UNC not alone in search for a new leader
Six large public universities are searching for new presidents at the same time the University is conducting its chancellor search.
UNC is one of 13 public universities in the Association of American Universities that has lost its president in the past 18 months.
AAU spokesman Barry Toiv said these universities might be considering the same candidates.
“There are certain individuals in demand,” Toiv said. “But competition doesn’t always make it harder to find someone — it will always be a painstaking process.”
Wade Hargrove, chairman of the UNC Board of Trustees and of the University’s chancellor search committee, said competition from other universities could be a challenge.

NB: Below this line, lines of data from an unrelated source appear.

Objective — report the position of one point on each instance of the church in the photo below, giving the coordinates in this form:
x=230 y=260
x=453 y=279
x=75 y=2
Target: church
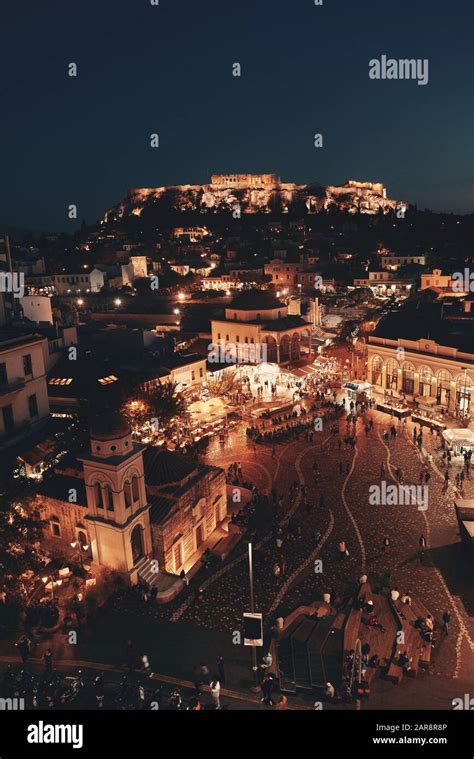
x=147 y=513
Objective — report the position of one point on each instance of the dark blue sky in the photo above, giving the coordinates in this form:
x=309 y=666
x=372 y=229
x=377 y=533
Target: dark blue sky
x=168 y=69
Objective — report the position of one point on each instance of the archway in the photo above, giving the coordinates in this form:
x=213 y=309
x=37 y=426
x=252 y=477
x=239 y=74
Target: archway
x=284 y=348
x=136 y=541
x=376 y=370
x=270 y=343
x=443 y=391
x=295 y=347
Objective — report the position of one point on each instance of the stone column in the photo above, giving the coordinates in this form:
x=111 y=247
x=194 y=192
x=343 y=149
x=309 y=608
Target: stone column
x=416 y=384
x=399 y=379
x=452 y=397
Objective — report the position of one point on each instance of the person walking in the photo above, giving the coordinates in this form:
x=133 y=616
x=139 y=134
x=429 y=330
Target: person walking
x=330 y=691
x=48 y=661
x=23 y=645
x=422 y=545
x=446 y=621
x=267 y=688
x=221 y=669
x=216 y=693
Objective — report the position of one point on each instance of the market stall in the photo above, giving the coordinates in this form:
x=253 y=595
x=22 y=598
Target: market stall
x=459 y=441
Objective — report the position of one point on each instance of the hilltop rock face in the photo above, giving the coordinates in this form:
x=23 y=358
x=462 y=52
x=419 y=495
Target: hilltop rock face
x=246 y=195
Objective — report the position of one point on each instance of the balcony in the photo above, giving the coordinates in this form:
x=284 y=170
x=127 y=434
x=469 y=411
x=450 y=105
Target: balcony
x=11 y=387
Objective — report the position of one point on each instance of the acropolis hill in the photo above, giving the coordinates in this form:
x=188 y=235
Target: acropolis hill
x=255 y=193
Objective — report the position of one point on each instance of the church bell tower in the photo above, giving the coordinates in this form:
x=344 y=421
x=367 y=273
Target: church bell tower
x=117 y=510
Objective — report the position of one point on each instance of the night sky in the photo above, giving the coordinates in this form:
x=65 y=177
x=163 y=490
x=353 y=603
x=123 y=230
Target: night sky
x=168 y=69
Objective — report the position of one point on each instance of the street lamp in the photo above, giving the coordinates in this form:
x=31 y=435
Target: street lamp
x=45 y=580
x=81 y=547
x=252 y=610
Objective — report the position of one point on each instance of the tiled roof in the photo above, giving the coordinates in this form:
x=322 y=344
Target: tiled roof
x=163 y=466
x=58 y=487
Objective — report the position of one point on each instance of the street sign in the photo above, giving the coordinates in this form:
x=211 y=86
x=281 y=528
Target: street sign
x=253 y=629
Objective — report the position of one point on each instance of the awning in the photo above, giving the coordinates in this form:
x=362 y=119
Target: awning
x=459 y=437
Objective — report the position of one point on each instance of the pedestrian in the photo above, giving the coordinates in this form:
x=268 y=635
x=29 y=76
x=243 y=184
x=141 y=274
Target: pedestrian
x=267 y=661
x=146 y=665
x=23 y=645
x=422 y=544
x=48 y=661
x=184 y=577
x=267 y=687
x=130 y=656
x=221 y=669
x=446 y=621
x=215 y=694
x=330 y=691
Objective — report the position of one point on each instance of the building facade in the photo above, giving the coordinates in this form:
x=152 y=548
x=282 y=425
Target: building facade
x=423 y=370
x=244 y=180
x=257 y=318
x=132 y=507
x=24 y=405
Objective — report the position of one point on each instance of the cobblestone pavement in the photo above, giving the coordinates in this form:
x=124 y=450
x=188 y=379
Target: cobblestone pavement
x=440 y=578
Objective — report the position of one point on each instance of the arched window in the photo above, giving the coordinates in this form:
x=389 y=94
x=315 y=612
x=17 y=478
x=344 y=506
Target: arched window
x=107 y=498
x=425 y=381
x=135 y=489
x=463 y=394
x=443 y=393
x=392 y=374
x=408 y=379
x=136 y=540
x=98 y=495
x=376 y=375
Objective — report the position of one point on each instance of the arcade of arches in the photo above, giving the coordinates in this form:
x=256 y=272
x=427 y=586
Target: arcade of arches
x=451 y=390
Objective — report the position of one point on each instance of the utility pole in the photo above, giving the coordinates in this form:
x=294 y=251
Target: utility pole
x=252 y=609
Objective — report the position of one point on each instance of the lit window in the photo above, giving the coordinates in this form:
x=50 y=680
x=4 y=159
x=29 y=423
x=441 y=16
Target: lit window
x=107 y=380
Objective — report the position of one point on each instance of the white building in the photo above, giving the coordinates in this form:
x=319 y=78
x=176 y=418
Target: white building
x=84 y=282
x=24 y=404
x=393 y=263
x=37 y=308
x=135 y=269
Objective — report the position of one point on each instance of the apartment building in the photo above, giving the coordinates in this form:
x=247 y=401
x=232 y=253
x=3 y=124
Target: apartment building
x=24 y=404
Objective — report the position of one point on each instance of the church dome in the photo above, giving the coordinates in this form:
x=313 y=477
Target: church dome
x=109 y=426
x=255 y=300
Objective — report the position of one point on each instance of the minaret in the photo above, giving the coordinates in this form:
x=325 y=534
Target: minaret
x=117 y=519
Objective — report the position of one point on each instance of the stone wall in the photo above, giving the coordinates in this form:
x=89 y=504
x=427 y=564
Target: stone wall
x=196 y=506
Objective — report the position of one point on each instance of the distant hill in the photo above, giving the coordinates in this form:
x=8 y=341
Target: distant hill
x=246 y=196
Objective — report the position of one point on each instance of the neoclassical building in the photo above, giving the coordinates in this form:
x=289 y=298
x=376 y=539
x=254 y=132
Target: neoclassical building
x=256 y=317
x=423 y=370
x=130 y=505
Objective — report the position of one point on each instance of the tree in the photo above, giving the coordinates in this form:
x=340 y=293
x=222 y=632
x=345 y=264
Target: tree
x=161 y=400
x=21 y=528
x=224 y=384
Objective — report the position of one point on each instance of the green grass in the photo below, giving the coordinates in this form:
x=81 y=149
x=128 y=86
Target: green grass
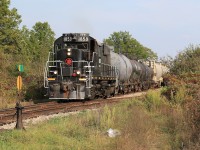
x=151 y=123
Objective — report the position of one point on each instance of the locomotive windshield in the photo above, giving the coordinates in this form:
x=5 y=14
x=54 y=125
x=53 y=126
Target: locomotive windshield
x=76 y=40
x=77 y=45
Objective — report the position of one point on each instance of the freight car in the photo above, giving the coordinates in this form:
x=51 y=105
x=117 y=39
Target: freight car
x=79 y=67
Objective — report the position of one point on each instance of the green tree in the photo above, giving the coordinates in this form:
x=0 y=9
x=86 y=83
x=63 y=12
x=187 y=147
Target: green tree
x=9 y=32
x=41 y=38
x=187 y=61
x=123 y=42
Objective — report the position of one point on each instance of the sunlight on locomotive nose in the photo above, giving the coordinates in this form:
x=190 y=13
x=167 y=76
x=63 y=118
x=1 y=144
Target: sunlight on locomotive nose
x=78 y=72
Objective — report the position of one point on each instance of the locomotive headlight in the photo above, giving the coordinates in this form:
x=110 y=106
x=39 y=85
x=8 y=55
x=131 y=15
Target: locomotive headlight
x=55 y=72
x=78 y=72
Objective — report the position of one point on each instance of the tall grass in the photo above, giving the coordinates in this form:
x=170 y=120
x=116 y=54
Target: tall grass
x=151 y=123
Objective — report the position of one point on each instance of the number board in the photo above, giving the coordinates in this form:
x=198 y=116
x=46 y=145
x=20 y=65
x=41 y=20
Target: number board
x=76 y=37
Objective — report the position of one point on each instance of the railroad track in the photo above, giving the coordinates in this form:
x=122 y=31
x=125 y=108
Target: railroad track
x=8 y=116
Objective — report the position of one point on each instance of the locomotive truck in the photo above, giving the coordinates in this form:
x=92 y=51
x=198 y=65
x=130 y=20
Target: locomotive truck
x=80 y=67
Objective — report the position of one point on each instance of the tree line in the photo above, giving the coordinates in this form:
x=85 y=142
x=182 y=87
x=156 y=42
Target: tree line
x=30 y=47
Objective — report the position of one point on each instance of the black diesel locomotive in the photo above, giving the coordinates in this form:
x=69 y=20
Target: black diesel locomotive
x=82 y=68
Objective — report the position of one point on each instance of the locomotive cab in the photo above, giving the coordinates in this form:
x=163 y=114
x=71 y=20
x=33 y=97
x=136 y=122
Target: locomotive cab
x=78 y=67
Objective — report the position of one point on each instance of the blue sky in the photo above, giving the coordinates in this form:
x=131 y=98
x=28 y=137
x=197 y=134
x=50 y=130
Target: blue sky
x=165 y=26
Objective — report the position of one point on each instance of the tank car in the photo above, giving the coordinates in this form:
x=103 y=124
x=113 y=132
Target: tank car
x=79 y=67
x=158 y=71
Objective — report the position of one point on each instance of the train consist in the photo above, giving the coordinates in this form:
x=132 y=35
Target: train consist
x=82 y=68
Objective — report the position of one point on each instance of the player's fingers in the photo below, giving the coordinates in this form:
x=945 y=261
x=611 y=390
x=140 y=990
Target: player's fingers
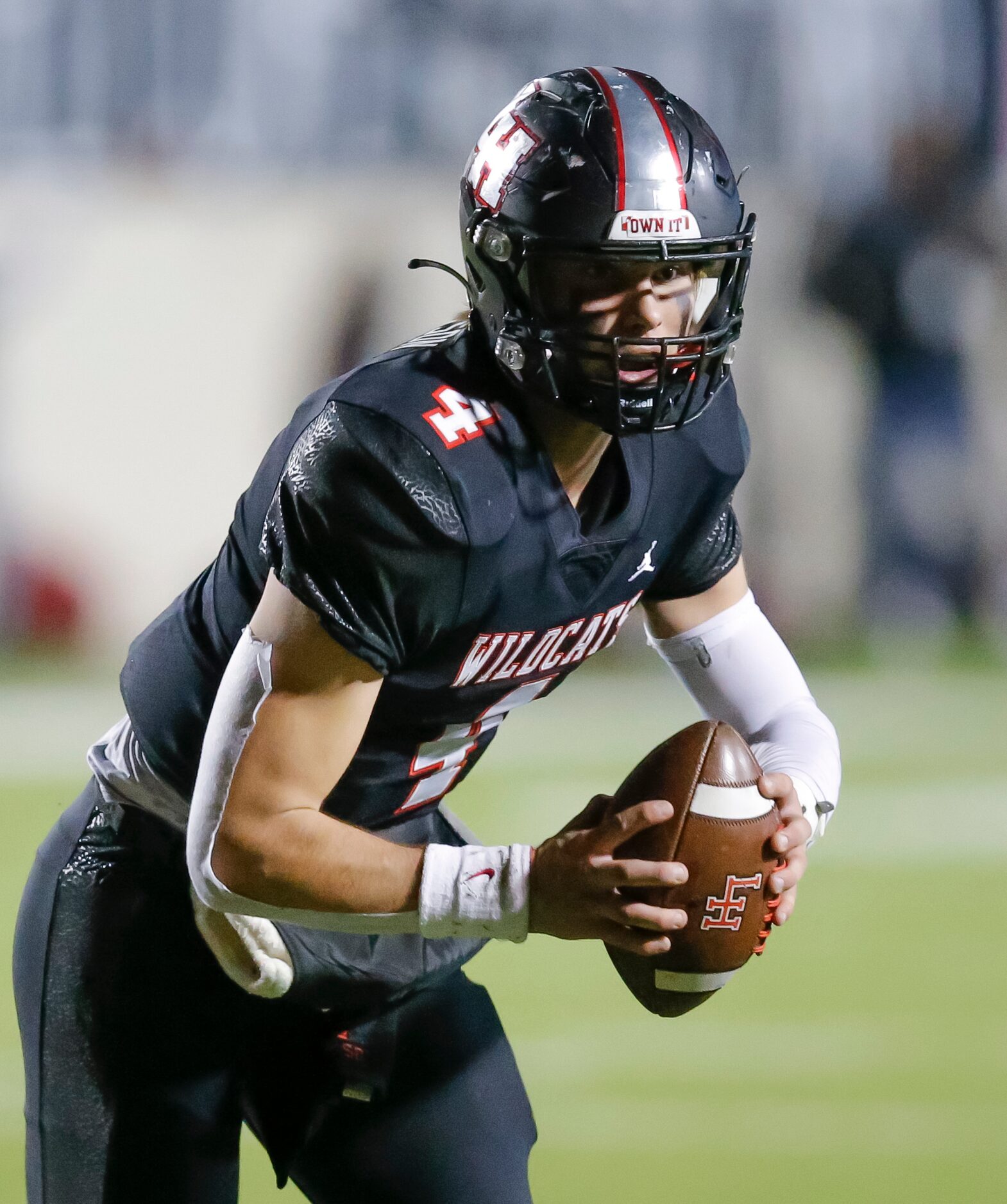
x=591 y=817
x=634 y=941
x=781 y=788
x=624 y=825
x=634 y=872
x=784 y=909
x=787 y=876
x=793 y=835
x=656 y=919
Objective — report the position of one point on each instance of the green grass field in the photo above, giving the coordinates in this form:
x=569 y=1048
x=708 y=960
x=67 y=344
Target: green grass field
x=863 y=1058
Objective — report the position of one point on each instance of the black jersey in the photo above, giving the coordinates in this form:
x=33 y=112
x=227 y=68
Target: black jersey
x=412 y=508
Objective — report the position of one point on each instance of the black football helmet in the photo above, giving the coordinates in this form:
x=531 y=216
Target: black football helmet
x=588 y=181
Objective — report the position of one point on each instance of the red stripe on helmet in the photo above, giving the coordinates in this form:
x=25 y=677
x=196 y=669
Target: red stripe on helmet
x=621 y=155
x=661 y=117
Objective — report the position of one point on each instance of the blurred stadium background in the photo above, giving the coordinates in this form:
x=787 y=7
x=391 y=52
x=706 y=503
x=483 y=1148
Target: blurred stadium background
x=207 y=210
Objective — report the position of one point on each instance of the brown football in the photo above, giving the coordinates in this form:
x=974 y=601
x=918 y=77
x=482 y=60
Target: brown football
x=720 y=831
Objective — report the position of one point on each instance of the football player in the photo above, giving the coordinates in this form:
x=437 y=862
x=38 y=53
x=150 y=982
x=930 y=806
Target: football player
x=259 y=907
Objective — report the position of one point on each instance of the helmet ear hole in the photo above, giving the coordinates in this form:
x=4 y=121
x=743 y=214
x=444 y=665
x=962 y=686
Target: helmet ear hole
x=604 y=167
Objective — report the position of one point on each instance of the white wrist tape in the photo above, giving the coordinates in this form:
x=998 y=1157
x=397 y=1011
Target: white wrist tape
x=246 y=684
x=475 y=891
x=739 y=670
x=469 y=891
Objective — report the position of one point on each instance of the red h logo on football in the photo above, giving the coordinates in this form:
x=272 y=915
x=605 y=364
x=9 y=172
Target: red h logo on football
x=727 y=912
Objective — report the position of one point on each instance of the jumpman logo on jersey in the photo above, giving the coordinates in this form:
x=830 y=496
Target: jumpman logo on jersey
x=646 y=565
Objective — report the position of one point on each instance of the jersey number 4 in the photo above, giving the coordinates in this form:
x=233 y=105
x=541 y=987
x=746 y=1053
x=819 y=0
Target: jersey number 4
x=439 y=762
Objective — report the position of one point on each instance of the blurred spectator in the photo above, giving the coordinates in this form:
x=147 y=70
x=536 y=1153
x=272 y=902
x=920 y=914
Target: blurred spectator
x=908 y=272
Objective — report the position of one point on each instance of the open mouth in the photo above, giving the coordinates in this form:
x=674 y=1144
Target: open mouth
x=643 y=371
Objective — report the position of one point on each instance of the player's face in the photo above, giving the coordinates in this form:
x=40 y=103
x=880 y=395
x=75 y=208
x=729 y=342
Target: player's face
x=628 y=299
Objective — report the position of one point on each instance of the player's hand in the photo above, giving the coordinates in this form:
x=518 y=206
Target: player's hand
x=791 y=840
x=576 y=879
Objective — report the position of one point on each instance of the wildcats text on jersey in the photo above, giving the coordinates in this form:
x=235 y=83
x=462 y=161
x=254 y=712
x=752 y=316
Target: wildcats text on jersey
x=498 y=656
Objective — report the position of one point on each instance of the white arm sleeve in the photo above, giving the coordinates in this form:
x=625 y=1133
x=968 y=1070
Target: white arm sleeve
x=739 y=670
x=469 y=891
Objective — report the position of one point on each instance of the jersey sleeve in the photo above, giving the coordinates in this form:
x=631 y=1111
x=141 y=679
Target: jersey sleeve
x=364 y=530
x=712 y=553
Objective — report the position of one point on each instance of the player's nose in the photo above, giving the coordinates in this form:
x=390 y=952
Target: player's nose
x=642 y=311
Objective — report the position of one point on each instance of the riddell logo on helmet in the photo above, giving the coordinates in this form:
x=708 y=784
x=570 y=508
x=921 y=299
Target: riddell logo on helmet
x=636 y=224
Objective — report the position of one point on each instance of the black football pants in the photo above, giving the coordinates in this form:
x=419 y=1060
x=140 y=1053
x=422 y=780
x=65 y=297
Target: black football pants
x=142 y=1060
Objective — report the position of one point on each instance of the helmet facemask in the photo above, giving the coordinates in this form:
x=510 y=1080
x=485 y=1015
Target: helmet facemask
x=599 y=174
x=634 y=339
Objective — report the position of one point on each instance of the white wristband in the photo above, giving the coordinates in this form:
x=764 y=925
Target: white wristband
x=475 y=891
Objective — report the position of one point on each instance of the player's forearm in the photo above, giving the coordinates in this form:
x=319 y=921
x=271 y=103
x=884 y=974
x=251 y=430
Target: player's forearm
x=307 y=860
x=739 y=670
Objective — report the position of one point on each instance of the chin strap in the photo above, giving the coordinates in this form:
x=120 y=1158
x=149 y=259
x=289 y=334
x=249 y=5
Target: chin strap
x=451 y=271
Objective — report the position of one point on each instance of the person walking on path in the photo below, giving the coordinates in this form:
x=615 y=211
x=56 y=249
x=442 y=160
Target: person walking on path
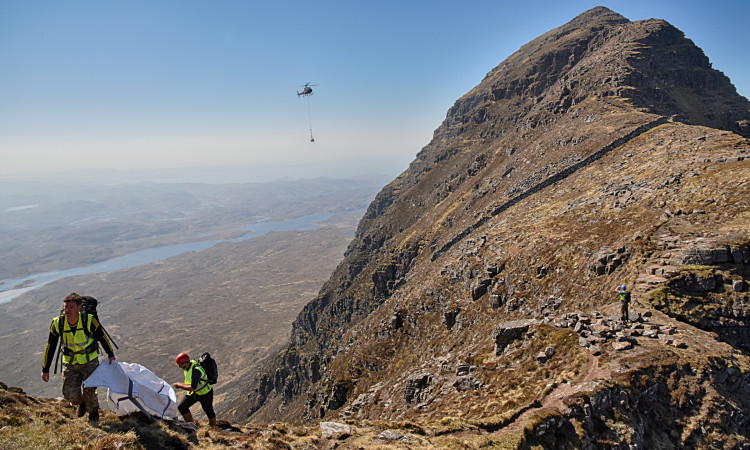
x=624 y=303
x=81 y=335
x=198 y=387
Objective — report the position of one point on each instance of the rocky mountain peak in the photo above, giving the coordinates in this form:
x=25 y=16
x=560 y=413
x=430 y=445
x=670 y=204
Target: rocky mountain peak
x=604 y=152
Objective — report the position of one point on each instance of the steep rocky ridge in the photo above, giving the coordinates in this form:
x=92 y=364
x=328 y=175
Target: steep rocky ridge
x=603 y=152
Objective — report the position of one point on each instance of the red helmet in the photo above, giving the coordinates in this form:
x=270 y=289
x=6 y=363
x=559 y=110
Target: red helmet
x=181 y=358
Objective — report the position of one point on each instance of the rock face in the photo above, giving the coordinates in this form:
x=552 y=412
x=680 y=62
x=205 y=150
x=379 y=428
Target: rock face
x=603 y=152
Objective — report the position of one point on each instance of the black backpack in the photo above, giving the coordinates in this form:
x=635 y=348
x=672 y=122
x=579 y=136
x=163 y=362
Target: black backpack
x=88 y=305
x=209 y=366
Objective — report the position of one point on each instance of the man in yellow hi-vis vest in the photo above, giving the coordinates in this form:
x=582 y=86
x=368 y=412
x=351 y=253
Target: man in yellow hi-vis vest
x=80 y=353
x=198 y=387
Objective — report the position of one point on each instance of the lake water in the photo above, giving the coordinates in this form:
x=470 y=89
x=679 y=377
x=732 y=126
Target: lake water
x=14 y=287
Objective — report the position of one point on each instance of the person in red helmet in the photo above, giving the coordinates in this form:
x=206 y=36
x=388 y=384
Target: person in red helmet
x=198 y=387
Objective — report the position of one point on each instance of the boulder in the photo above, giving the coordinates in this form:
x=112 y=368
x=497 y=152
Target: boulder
x=335 y=430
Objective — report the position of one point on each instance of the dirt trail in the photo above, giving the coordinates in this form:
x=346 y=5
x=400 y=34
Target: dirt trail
x=587 y=380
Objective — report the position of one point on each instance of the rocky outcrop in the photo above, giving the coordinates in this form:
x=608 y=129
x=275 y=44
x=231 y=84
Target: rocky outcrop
x=560 y=175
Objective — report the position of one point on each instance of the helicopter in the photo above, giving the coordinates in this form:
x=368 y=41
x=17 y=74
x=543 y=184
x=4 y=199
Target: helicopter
x=306 y=90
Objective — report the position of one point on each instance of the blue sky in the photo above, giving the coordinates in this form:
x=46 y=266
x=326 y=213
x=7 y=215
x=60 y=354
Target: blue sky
x=160 y=85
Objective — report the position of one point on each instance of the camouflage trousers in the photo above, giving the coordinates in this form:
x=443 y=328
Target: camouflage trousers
x=73 y=391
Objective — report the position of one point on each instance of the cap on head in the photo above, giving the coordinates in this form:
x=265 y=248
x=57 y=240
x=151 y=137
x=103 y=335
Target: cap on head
x=75 y=298
x=182 y=358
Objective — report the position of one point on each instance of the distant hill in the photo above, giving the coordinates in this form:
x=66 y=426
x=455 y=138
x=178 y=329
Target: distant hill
x=479 y=291
x=236 y=300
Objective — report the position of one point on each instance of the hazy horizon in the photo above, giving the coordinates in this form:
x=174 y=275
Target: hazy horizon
x=169 y=87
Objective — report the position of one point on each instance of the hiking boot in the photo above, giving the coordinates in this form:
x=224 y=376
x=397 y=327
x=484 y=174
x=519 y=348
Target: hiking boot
x=94 y=417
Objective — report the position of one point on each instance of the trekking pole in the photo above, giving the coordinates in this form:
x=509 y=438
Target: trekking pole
x=59 y=349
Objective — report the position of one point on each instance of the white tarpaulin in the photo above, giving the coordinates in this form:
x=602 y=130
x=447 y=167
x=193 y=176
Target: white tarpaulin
x=132 y=387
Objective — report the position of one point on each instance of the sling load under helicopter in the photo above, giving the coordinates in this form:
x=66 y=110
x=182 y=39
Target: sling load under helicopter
x=307 y=92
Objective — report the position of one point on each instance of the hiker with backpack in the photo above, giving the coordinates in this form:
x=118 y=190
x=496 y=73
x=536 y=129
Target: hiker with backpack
x=624 y=303
x=198 y=383
x=80 y=334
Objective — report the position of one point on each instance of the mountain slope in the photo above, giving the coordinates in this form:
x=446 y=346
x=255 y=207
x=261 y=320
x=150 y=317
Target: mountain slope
x=480 y=283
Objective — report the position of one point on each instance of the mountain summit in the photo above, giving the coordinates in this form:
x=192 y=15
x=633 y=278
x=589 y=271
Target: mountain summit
x=479 y=291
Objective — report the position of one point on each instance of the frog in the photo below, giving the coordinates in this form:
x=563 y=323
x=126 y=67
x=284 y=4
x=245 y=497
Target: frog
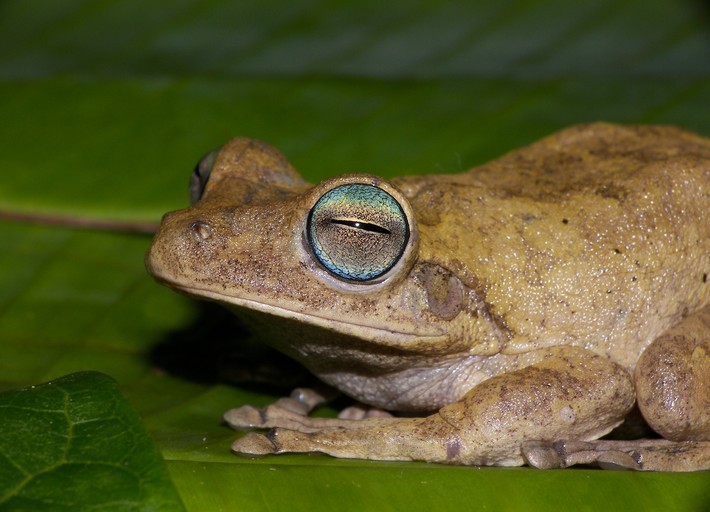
x=513 y=314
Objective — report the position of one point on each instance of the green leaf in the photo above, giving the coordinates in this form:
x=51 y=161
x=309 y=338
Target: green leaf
x=107 y=105
x=76 y=444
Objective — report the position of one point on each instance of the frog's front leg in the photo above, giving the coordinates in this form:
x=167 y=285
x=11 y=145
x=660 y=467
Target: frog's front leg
x=569 y=393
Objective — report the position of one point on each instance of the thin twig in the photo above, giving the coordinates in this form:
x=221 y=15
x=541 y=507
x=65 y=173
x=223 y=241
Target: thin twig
x=70 y=221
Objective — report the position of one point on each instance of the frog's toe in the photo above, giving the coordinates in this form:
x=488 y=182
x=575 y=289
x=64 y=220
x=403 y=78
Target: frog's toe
x=254 y=445
x=244 y=418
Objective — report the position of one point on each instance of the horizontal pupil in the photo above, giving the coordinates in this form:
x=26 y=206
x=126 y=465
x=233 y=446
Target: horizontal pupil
x=361 y=225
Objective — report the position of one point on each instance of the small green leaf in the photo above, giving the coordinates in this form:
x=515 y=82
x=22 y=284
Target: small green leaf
x=75 y=443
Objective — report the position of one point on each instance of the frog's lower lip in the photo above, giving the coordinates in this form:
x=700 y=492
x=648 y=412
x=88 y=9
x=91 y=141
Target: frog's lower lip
x=381 y=335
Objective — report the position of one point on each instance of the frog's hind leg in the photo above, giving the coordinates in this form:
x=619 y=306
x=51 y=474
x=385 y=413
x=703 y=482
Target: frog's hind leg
x=672 y=380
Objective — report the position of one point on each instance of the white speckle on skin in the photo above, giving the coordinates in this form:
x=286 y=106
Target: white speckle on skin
x=567 y=414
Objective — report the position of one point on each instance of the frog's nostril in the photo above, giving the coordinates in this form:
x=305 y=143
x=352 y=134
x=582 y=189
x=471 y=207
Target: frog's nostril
x=201 y=230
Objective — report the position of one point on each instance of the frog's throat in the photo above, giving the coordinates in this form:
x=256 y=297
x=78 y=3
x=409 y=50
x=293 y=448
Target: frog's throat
x=384 y=335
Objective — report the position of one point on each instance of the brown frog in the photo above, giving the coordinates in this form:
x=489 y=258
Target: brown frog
x=511 y=314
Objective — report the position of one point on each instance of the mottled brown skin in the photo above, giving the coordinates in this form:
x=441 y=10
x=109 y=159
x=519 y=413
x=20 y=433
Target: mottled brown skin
x=538 y=295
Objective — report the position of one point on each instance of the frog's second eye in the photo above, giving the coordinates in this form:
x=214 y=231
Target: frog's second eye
x=201 y=175
x=358 y=232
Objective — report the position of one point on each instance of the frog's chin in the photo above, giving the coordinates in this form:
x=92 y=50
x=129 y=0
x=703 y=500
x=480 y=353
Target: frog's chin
x=380 y=334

“It certainly is an issue,” Hargrove said. “But to what extent, it’s difficult to calibrate right now.”
Jan Greenwood, president of the executive search firm Greenwood/Asher & Associates Inc., said competition is more likely to occur among similar universities.
The University has not yet chosen a search firm.
“AAU members could be competitors,” Greenwood said, “or if they are both flagship universities.”
Flagship universities such as the University of Wisconsin-Madison, the University of California, Berkeley and the University of Florida are searching for new presidents this year.
Greenwood, whose firm has helped 1,000 institutions in their searches, said U.S. News & World Report college rankings also are a factor in determining who is competitive.
UNC is ranked by the publication as the 30th best college in the nation. UC Berkeley is ranked 21st and UW-Madison is 41st.
Hargrove said the search firm UNC hires will answer questions about competition for desirable candidates.
“The search firms will give us a sense of competition — they certainly are in a better position to know than I am,” he said.
Competition is not the only potential hurdle for universities. Candidates also consider the pressures that caused leaders to resign in the first place.
The University of Nevada, Reno struggled to attract a candidate due to cuts to higher education funding — not competition with other public universities, spokeswoman Jane Tors said.
“That was the challenge we had — are you recruiting a president with stable funding? Or more budget cuts?” Tors said. “Public universities are struggling with this.”
Toiv said the enormous pressures on university leaders have led to the recent unusual spike in resignations.
“There are financial pressures, caused in large part by reduction in state support for public universities,” he said. “There are political pressures by political leaders who are not committed to public higher education.”
The UNC system absorbed a state funding cut of $414 million, or 15.6 percent, in 2011-12, though the N.C. General Assembly restored about $24 million in adjustments to the system’s budget this summer.
The pressures of the search can be challenging, said Keith Sterling, spokesman for the University of Utah.
Utah dealt with competition from other public universities when it searched for a new president last year, he said.
“For highly desirable candidates, there’s always a risk that they’ll receive multiple offers,” he said.
Sterling said the university worked to distinguish itself from its competitors.
“It’s all about marketing yourself,” he said. “If we do a good job with branding, candidates may want to come here if there is an opening.”
Hargrove said UNC’s reputation will attract some of the nation’s best leaders to the job.
“The University’s record of achievement speaks for itself,” he said.